Des Weiteren wurden seit 2009 die Brandschutzauflagen deutlich verschärft (in der Alten Apotheke wirken sich die Feuerschutzmaßnahmen sogar auf die Statik aus), und auch die Honorarsätze der Planer und der Baupreisindex haben seither angezogen. Unterm Strich summieren sich die Kosten auf 2,64 Millionen am Alten Rathaus (nach Abzug der Fördermittel bleiben 905.000 Euro an der Stadt hängen) und auf 1,6 Millionen Euro an der Alten Apotheke (Anteil der Stadt: etwas mehr als 780.000 Euro).

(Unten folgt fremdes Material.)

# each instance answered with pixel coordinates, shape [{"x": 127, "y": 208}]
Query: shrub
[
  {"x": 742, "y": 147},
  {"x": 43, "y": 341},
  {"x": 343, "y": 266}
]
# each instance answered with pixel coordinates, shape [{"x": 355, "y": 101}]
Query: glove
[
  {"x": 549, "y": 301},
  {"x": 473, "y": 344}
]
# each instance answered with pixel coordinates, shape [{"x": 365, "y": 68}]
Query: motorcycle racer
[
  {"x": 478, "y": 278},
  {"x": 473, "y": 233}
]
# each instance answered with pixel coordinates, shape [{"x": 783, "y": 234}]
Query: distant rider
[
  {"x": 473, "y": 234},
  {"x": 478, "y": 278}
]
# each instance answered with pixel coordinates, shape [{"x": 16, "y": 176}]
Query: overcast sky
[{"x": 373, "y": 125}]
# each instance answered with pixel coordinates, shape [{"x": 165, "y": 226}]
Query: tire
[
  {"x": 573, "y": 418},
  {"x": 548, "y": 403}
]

Während im Alten Rathaus die Volkshochschule untergebracht werden soll, sollen in der Alten Apotheke vier Wohnungen eingebaut werden, die die Stadt dann vermieten soll. Stadtrat Hartmut Hobler (SPD) monierte, dass eine der beiden Zwei-Zimmer-Wohnungen fast völlig nach Norden ausgerichtet sein wird. Architekt Stephan Kirn führte aus, dass dies das kleinere Übel sei – wolle man beide Wohnungen Richtung Süden orientieren, würde zuviel Wohnfläche verloren gehen. Allerdings könne er sich vorstellen, in diesem Geschoss eine zusammenhängende WG-Wohnung einzurichten.

Hans Doll: "Das tut richtig weh"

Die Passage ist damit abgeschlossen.